Learn the three phases of how a search engine works: The Discovery Phase (Crawling), The Storing Phase (Indexing) and The Serving Phase (Ranking).
Every time you make a search, there are thousands if not millions of web pages with lots of helpful information available to you at the click of a button. All within a matter of milliseconds.
Before we dive into the nitty gritty details of Google works, we’ll discuss how search engines discover, organise and rank these pages.
After all, in order to rank in the first position, you need to make sure that your website is visible to search engines!
The Three Phases of Search Engines
There are three primary functions that a search engine has: crawling, indexing and ranking. We’ll go into much more detail as to how Google performs these tasks, but for now, here is a short summary of each one.
The Discovery Phase: Crawling
Search engines crawl the world wide web using software programs called spiders. They are also known as search engine bots or web crawlers. Their task is to discover new and updated content that has been made available.
Crawlers begin their search by downloading the website’s robots.txt file; a seed document containing rules about what resources search engines can and cannot crawl along with information about sitemaps. Sitemaps contain a list of URLs that the search engines should crawl.
Whilst visiting these pages, the bot identifies hyperlinks in the pages and keeps track of these newly discovered URLs in what’s called the crawl frontier. These URLs are then recursively visited according to the directives defined in the robots.txt file.
Algorithms are used to determine the frequency of how often a page is re-crawled along with the number of pages that should be indexed for a given website.
The Storing Phase: Indexing
Once new content has been crawled, search engines store their own copy (or snapshot) of it, usually across thousands of machines, in their search index. The search index is a library or repository that includes every single web page discovered by the crawler.
The cached (copied) content is stored together with its meta information created during indexing. The meta information may include relevant key signals about the contents of each page, like:
- The keywords and topics associated with the piece of content
- The type of content being crawled – sometimes described using microdata called Schema (more on this later in the course)

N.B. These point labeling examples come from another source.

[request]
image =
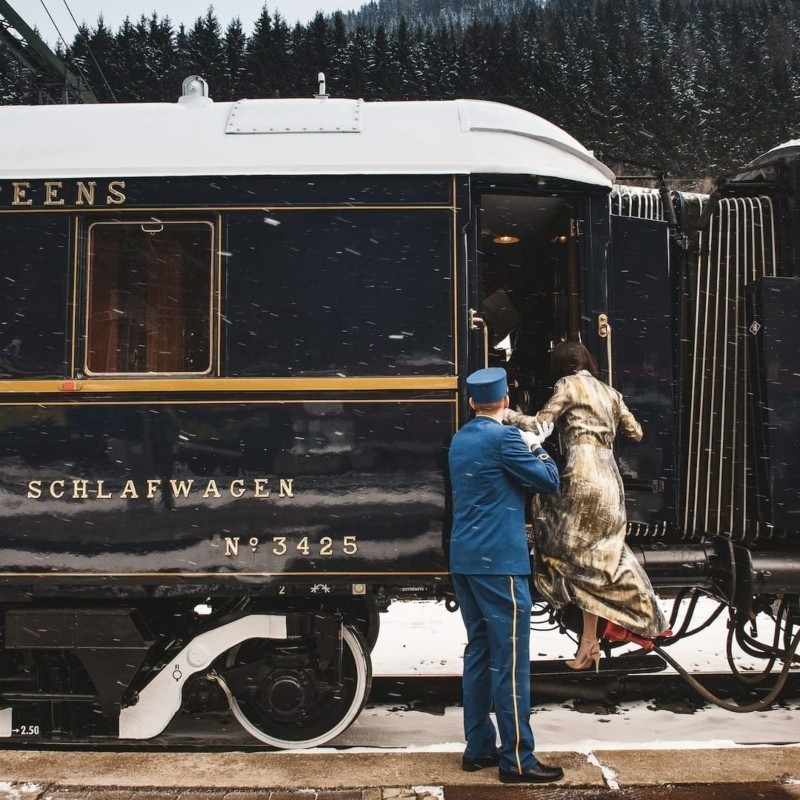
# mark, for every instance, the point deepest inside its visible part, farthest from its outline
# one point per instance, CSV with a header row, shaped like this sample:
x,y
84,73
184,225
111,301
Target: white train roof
x,y
787,150
314,136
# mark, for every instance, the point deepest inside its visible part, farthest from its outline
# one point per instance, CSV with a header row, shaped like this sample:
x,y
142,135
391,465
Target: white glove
x,y
535,439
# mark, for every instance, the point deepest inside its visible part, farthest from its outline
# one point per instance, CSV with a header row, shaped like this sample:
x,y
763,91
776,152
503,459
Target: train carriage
x,y
233,338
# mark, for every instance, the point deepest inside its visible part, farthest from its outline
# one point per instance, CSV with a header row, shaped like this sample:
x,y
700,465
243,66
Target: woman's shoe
x,y
591,656
616,633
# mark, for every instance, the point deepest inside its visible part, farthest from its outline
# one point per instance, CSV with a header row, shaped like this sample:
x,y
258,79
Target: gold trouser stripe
x,y
129,385
514,674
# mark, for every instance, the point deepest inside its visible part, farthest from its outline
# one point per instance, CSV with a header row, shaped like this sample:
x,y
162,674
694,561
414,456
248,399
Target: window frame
x,y
213,294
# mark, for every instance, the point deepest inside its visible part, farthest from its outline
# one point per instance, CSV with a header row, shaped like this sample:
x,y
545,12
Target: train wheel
x,y
289,709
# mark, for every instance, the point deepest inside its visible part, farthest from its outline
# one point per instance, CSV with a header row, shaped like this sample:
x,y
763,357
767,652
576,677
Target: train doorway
x,y
528,286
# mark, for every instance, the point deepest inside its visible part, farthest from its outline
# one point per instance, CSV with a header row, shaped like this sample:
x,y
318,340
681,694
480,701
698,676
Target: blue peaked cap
x,y
488,385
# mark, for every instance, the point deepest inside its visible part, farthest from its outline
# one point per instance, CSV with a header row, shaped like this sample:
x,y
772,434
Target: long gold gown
x,y
581,555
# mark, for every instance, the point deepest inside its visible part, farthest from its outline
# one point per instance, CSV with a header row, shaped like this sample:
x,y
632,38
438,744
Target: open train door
x,y
641,355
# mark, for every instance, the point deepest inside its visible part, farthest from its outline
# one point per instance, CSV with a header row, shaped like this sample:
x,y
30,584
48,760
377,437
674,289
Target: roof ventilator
x,y
194,92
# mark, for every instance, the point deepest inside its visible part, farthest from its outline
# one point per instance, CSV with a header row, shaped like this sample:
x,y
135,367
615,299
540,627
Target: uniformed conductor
x,y
491,467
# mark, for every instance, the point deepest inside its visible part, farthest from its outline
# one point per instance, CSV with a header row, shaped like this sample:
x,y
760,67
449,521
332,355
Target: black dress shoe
x,y
474,764
541,773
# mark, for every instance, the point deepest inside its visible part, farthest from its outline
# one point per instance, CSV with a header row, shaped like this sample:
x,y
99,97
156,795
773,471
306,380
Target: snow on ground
x,y
422,637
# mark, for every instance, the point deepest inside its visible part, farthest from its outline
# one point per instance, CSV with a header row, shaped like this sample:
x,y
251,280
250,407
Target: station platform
x,y
766,773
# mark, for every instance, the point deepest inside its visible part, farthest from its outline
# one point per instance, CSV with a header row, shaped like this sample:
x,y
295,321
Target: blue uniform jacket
x,y
490,469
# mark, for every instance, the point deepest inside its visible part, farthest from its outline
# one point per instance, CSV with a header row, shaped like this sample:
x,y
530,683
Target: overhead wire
x,y
89,51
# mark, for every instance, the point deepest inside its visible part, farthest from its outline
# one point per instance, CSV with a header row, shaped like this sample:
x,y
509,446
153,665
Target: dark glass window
x,y
34,258
337,292
149,297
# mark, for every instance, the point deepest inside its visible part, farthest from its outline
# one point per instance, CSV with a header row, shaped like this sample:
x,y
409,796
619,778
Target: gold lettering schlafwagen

- The page’s freshness – when it was last updated and when it changed compared to the previous versions of cached (indexed) content.
- How users engage and interact with the page, where available.
This content also needs to be organised properly for rapid retrieval should a search pertaining to this content be made.
The Serving Phase: Ranking
When a search query is made by a user, the search engine scours its index, identifies the most relevant content that it thinks will satisfy the searcher’s query, and orders it using a search algorithm. The aim of the search engine algorithm is to display the most relevant set of high quality search results that will address the user’s search query as quickly and directly as possible.
Each search engine has its own algorithm, which means that a page that ranks highly in Google, may not rank as well in Bing or vice versa.